Qui a tué Goungaye ?

Comme on devrait s’y attendre, cette mort est suspecte. On apprend que le chauffeur du grand véhicule contre lequel la voiture dans laquelle se trouvait le président de la ligue centrafricaine des droits de l’homme est allée se heurter mortellement est mis aux arrêts. C’est la preuve que les enquêteurs centrafricains eux aussi soupçonnent un accident criminel. La question que l’on se pose dans cette éventualité c’est celle de savoir qui pouvait en vouloir à l’avocat au point de lui vouloir la mort.

Lorsqu’on sait que l’homme n’est pas en odeur de sainteté avec le pouvoir de son pays qu’il dérange, le doigt accusateur est vite pointé vers le pouvoir centrafricain. On part du fait qu’il y a quelques jours seulement, l’avocat était interpellé pour ses attaques contre le régime Bozize. L’autre élément qui milite en faveur de l’accusation des autorités centrafricaines, c’est que beaucoup de personnes du côté du président Bozize se sentiraient menacées par l’activisme du président de la ligue centrafricaine des droits de l’homme.
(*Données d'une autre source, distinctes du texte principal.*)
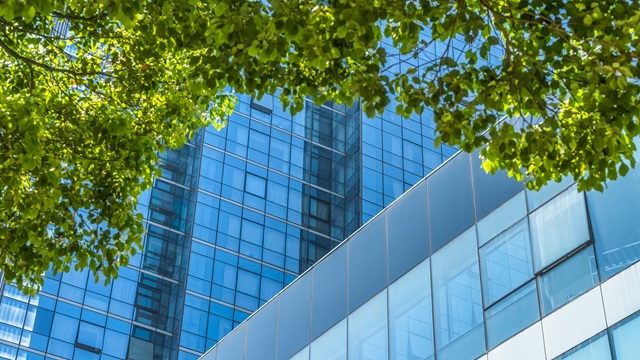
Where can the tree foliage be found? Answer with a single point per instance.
(83, 113)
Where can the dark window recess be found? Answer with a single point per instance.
(260, 108)
(90, 337)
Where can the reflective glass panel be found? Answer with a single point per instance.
(367, 262)
(537, 198)
(596, 348)
(294, 318)
(408, 231)
(491, 190)
(410, 319)
(512, 314)
(332, 345)
(506, 262)
(568, 280)
(450, 201)
(458, 303)
(625, 339)
(261, 333)
(329, 301)
(558, 227)
(302, 355)
(501, 218)
(614, 216)
(368, 330)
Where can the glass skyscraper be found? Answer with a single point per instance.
(236, 215)
(467, 266)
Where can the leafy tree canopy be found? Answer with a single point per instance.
(84, 112)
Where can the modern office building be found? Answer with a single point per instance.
(236, 215)
(467, 266)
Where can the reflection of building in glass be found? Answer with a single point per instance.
(511, 274)
(236, 215)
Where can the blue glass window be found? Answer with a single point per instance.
(625, 339)
(568, 280)
(367, 262)
(596, 348)
(408, 231)
(491, 190)
(501, 218)
(255, 185)
(64, 328)
(367, 330)
(450, 200)
(90, 335)
(248, 283)
(614, 218)
(506, 262)
(537, 198)
(295, 322)
(261, 333)
(410, 319)
(329, 301)
(218, 327)
(459, 329)
(512, 314)
(558, 227)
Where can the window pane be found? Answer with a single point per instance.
(458, 303)
(294, 323)
(503, 217)
(596, 348)
(558, 227)
(255, 185)
(407, 229)
(512, 314)
(450, 201)
(367, 262)
(537, 198)
(332, 345)
(625, 339)
(90, 335)
(568, 280)
(302, 355)
(614, 217)
(368, 330)
(329, 300)
(410, 323)
(491, 190)
(261, 333)
(506, 262)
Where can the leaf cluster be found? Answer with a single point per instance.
(93, 90)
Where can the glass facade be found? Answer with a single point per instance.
(523, 274)
(236, 216)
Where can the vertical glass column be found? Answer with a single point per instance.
(457, 299)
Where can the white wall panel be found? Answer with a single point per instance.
(573, 323)
(527, 345)
(621, 294)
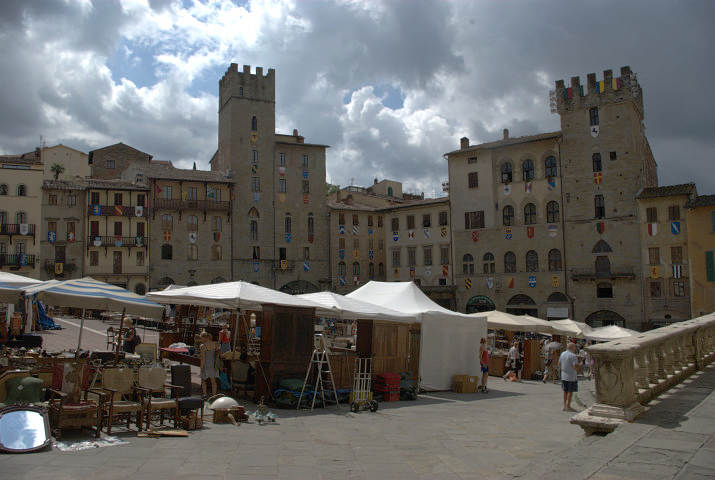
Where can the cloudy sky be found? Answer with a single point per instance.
(389, 85)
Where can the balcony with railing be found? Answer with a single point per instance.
(200, 205)
(23, 229)
(59, 268)
(284, 265)
(627, 273)
(17, 260)
(116, 241)
(116, 211)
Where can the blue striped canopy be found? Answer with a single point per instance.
(94, 295)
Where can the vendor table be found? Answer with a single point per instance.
(180, 355)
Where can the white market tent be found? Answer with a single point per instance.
(231, 295)
(11, 286)
(610, 332)
(346, 308)
(450, 340)
(570, 328)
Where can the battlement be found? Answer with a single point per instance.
(597, 92)
(253, 86)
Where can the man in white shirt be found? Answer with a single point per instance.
(569, 363)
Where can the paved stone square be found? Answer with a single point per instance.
(516, 431)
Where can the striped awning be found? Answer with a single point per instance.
(92, 294)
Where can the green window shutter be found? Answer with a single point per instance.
(710, 265)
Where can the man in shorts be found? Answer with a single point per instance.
(569, 363)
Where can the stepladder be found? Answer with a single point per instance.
(319, 382)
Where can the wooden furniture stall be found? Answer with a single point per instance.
(394, 346)
(286, 346)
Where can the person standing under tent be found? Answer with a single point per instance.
(209, 368)
(570, 364)
(484, 364)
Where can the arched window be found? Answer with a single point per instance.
(506, 172)
(554, 260)
(552, 212)
(532, 261)
(601, 247)
(550, 166)
(527, 170)
(530, 214)
(604, 290)
(488, 260)
(603, 265)
(468, 264)
(508, 215)
(192, 223)
(509, 262)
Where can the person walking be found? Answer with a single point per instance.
(569, 363)
(484, 363)
(209, 368)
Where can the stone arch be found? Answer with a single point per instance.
(557, 297)
(298, 287)
(602, 318)
(480, 303)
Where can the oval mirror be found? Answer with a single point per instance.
(23, 429)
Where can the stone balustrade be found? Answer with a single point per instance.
(632, 371)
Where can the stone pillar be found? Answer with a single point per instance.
(616, 395)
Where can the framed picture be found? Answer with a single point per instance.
(147, 351)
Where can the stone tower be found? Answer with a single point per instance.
(606, 161)
(246, 138)
(279, 220)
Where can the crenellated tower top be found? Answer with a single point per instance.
(625, 88)
(247, 85)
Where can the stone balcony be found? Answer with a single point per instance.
(632, 371)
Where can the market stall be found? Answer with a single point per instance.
(448, 341)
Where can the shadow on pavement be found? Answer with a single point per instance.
(671, 408)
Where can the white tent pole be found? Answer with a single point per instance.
(79, 340)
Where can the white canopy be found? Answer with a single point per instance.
(570, 328)
(611, 332)
(229, 295)
(450, 341)
(352, 309)
(95, 295)
(497, 320)
(11, 286)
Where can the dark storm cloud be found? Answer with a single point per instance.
(463, 69)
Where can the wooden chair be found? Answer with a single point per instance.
(118, 384)
(69, 406)
(152, 381)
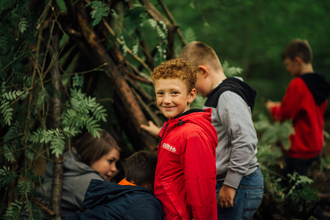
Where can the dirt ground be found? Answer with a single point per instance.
(322, 179)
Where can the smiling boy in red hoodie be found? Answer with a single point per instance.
(185, 174)
(304, 103)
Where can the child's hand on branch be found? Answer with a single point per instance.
(151, 128)
(226, 197)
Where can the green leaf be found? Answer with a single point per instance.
(22, 26)
(61, 5)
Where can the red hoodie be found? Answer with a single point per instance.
(186, 174)
(299, 105)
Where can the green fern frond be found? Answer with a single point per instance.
(77, 81)
(61, 5)
(123, 45)
(57, 144)
(6, 176)
(6, 111)
(100, 10)
(22, 26)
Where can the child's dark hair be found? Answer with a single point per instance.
(298, 48)
(140, 168)
(90, 149)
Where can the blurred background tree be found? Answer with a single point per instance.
(251, 34)
(57, 56)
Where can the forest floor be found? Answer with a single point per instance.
(322, 178)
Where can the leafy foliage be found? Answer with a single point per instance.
(99, 10)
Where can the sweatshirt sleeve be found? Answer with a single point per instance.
(291, 103)
(200, 176)
(236, 118)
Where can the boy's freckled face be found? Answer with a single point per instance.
(292, 67)
(172, 96)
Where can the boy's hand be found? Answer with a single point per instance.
(151, 128)
(270, 104)
(226, 197)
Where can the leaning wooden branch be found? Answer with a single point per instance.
(58, 161)
(173, 21)
(157, 16)
(113, 72)
(42, 206)
(152, 115)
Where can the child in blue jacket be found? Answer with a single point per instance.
(131, 199)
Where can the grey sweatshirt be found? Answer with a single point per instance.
(76, 179)
(237, 139)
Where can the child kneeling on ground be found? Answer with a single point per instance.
(131, 199)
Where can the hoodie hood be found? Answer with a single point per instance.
(233, 84)
(317, 85)
(101, 192)
(71, 167)
(200, 117)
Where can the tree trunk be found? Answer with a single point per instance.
(58, 161)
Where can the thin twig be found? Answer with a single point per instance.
(173, 21)
(128, 50)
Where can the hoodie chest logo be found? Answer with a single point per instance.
(169, 148)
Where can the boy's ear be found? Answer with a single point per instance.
(298, 60)
(192, 95)
(204, 70)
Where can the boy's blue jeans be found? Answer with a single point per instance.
(247, 199)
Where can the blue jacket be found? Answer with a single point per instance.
(105, 200)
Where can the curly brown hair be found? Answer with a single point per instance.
(176, 68)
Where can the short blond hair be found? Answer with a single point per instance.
(199, 53)
(176, 68)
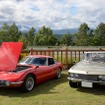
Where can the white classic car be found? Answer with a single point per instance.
(90, 70)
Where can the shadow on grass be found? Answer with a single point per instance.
(44, 88)
(97, 90)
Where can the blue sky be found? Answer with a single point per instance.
(56, 14)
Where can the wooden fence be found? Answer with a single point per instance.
(67, 57)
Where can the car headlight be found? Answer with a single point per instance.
(73, 75)
(7, 83)
(101, 77)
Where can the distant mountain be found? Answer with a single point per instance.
(55, 31)
(65, 31)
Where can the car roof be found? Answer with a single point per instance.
(95, 52)
(41, 56)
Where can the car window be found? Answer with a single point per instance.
(33, 60)
(51, 61)
(39, 61)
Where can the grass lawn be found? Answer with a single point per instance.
(54, 92)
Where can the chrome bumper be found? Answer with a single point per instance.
(80, 80)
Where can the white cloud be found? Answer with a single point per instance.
(52, 13)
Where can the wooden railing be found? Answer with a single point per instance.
(67, 57)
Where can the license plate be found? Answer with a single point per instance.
(87, 84)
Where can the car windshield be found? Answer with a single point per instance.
(95, 57)
(33, 60)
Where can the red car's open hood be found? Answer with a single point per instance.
(9, 55)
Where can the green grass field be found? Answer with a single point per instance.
(54, 92)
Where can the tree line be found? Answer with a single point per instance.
(45, 36)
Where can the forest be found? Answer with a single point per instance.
(45, 36)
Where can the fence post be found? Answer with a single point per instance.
(66, 57)
(31, 51)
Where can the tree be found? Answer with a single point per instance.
(4, 35)
(14, 33)
(24, 40)
(66, 39)
(99, 35)
(45, 37)
(30, 36)
(82, 37)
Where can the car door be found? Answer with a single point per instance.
(52, 67)
(43, 71)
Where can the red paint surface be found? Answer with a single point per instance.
(9, 55)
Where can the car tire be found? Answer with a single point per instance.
(58, 73)
(28, 84)
(73, 84)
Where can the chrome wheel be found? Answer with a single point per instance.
(29, 83)
(58, 75)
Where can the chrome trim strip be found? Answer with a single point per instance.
(16, 83)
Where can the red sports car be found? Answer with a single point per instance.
(32, 70)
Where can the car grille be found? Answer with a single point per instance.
(88, 77)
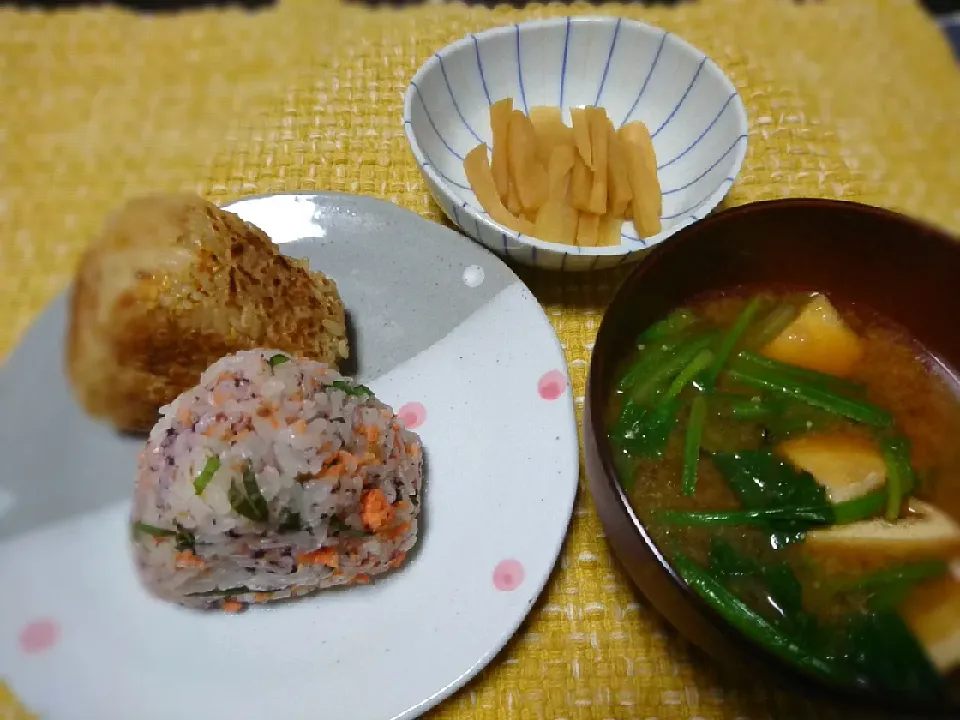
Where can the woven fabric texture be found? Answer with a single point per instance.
(855, 100)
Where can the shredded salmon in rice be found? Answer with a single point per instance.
(273, 478)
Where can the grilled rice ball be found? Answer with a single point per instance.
(174, 283)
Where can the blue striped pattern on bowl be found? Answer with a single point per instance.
(634, 71)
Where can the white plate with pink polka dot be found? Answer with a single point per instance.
(446, 334)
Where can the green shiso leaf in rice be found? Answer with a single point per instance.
(356, 390)
(206, 475)
(246, 499)
(278, 359)
(340, 528)
(185, 540)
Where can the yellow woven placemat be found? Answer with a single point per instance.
(857, 100)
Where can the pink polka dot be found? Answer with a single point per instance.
(39, 635)
(552, 385)
(413, 415)
(508, 575)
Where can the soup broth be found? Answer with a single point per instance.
(797, 462)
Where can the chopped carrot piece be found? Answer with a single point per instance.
(375, 511)
(321, 556)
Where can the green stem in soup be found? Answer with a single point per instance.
(749, 622)
(730, 340)
(696, 366)
(795, 372)
(674, 324)
(782, 517)
(900, 476)
(626, 468)
(743, 407)
(650, 430)
(819, 397)
(760, 517)
(691, 445)
(659, 370)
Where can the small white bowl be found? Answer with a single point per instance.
(632, 70)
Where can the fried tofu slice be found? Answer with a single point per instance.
(818, 339)
(172, 284)
(846, 467)
(932, 612)
(925, 533)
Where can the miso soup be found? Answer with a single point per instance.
(798, 463)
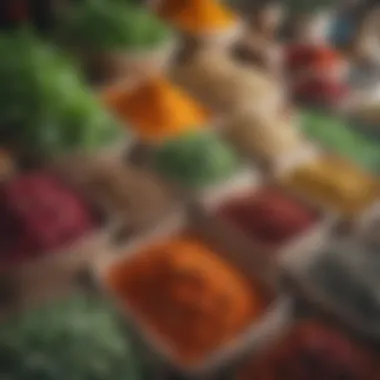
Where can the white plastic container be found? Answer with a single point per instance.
(274, 320)
(246, 183)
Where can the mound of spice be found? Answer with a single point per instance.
(336, 135)
(312, 352)
(197, 17)
(189, 297)
(263, 137)
(319, 74)
(268, 215)
(195, 159)
(156, 109)
(39, 214)
(334, 182)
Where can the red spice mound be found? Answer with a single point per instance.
(269, 215)
(312, 352)
(38, 214)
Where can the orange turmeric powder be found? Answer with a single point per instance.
(197, 16)
(157, 109)
(190, 298)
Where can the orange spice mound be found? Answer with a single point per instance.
(157, 109)
(197, 16)
(192, 300)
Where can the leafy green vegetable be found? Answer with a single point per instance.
(116, 26)
(196, 159)
(45, 105)
(77, 339)
(336, 135)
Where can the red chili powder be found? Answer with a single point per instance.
(268, 215)
(312, 351)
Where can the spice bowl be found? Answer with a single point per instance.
(166, 354)
(229, 207)
(333, 183)
(43, 276)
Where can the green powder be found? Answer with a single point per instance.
(335, 135)
(196, 159)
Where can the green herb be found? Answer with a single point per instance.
(334, 134)
(196, 159)
(116, 26)
(45, 105)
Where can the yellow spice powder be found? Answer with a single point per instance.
(334, 182)
(197, 16)
(157, 109)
Rappelons que lors de la première intervention des hommes du Mlc pour secourir le régime Patassé, l’actuel chef de l’Etat était chef d’Etat major de l’armée centrafricaine.

A ce titre, ses hommes, aux côtés des hommes de JP Bemba, auraient participé aux exactions que l’on dénonce et sur lesquelles l’avocat et président de la ligue centrafricaine des droits de l’homme enquêtait. Lorsqu’on sait qu’après JP Bemba, une certaine opinion commençait à s’impatienter en voyant que les auteurs centrafricains de ces exactions n’étaient pas encore inquiétés.

Le dialogue centrafricain, pense-t-on, en vue de la réconciliation nationale, a motivé la décision du président de la ligue à rouvrir, sinon à dépoussiérer le dossier des auteurs centrafricains des exactions. Cela peut paraître comme une provocation. Pas étonnant que Me Goungaye soit sacrifié à l’autel de la réconciliation nationale centrafricaine. Il semble que lorsqu’on doit sacrifier une poule ou un mouton, on choisit toujours le mouton ou la poule rebelle. Par ce fait, pense-t-on, on se débarrasse de l’élément perturbateur de la paix sociale.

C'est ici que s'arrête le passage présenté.